Appliance info you won't enjoy Flashcards
Terminology and THE ACTIVE PLATE
Functions of Functional Appliances?
Correction of malocclusion:
- Tooth borne
- Tissue borne
(the components used and where they are placed will influence the change)
Generally, functional appliances (FA) are ________
Removable
Are there any FA’s which are fixed appliances?
Yes, the twin block. We don’t really focus on that in this syllabus but if you have time, find a picture on it because it’s a good way of explaining component functionality etc…
Types of Removable Appliances
Passive or Active
P - Force on teeth to facilitate movement
A - Minimal force, more for holding teeth in place (allows for other components to act on what they need to without tooth involvement)
What type of Fixed Appliances are there?
The traditional bracket
Modern lingual bracket
How are aligners different?
Aligners like Smile Direct etc have pre-requisites for the changes to be effective. They’re also removable which means if the pt is not compliant, the effects will be reduced or require more time.
What are Arch Appliances?
Arch wiring
Focus points will be E-Arch (straight wire tech) and Ribbon Arch (edgwise tech)
(so basically an arch is either the entire upper jaw or the entire lower jaw)
Which component of the (FA)’s actively corrects size and shape of dental arches?

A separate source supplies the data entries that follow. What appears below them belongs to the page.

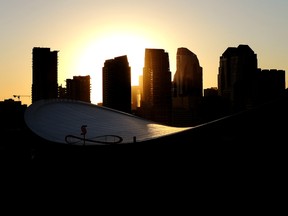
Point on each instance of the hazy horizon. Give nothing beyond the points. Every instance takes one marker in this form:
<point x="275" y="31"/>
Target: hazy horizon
<point x="87" y="32"/>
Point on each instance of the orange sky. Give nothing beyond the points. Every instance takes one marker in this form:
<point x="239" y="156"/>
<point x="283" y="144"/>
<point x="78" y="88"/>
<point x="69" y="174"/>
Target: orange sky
<point x="87" y="32"/>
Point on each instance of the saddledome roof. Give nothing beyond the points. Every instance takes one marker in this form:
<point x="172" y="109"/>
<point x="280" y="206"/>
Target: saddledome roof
<point x="76" y="122"/>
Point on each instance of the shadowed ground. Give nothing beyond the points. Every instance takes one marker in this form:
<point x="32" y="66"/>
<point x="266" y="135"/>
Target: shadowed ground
<point x="241" y="156"/>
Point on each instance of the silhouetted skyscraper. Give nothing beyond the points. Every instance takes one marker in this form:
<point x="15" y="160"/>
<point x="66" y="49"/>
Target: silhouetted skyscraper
<point x="187" y="88"/>
<point x="156" y="103"/>
<point x="188" y="77"/>
<point x="78" y="88"/>
<point x="117" y="84"/>
<point x="45" y="74"/>
<point x="237" y="78"/>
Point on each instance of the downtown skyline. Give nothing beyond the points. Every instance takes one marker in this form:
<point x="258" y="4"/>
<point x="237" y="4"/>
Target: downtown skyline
<point x="87" y="33"/>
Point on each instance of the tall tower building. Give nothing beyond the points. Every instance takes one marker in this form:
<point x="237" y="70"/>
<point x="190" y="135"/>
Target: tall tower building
<point x="44" y="74"/>
<point x="187" y="88"/>
<point x="188" y="79"/>
<point x="156" y="103"/>
<point x="237" y="77"/>
<point x="117" y="84"/>
<point x="78" y="88"/>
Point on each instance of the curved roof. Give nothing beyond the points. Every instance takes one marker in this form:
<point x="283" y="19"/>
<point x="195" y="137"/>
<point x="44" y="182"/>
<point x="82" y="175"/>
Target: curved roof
<point x="77" y="122"/>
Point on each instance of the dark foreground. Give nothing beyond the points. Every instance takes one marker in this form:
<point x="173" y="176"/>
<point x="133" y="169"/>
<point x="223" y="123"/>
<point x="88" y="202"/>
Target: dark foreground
<point x="242" y="158"/>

Does it have the ability to reposition individual teeth and occlusal relationship?
The Active Plate
Yes, it may - under certain conditions.
Which impressions must we take accurately to design the active plate?
Max and Man All the Frenulums Alveolar bone Palate Vestibular area Sublingual area
- a good impression yields a tight and precise fit
What are the 4 key components in designing the AP
- Acrylic Base Plate
- Wire Component
- Supplemental Elements
- Expansion Elements
1) Functions of the base plate?
Integrates both the active and retentive elements of the AP
As the name suggests, it is the foundation block
Key characteristics
Borders fit tightly to the surfaces of teeth
In the Max, the plate extends to the occlusal surface of the molars. We want to create undercuts of the Pre’s and Canines
In the Man, the plate is the same only difference is we want to keep it 4mm above the cervical area of the tooth.
In the Anterior region, avoid tissue trauma by placing it 2mm above interdental papilla.
How it’s made
PMMA
Cold cure/ light cure
2) Let’s talk wiring. What can they be divided into?
Passive or Active
Passive - function is to engage the undercuts in Proximal/Interdental area
Active - functions are to move teeth in oral direction (tipping), retention and support
Name the passive elements:
Clasps, Pads/Caps and Labial Bow
Schwarz Clasps (Versatile - even used in space maintainers) Adams Clasps (incl. retentive loops) Circumferential Clasps (For mandibular AP)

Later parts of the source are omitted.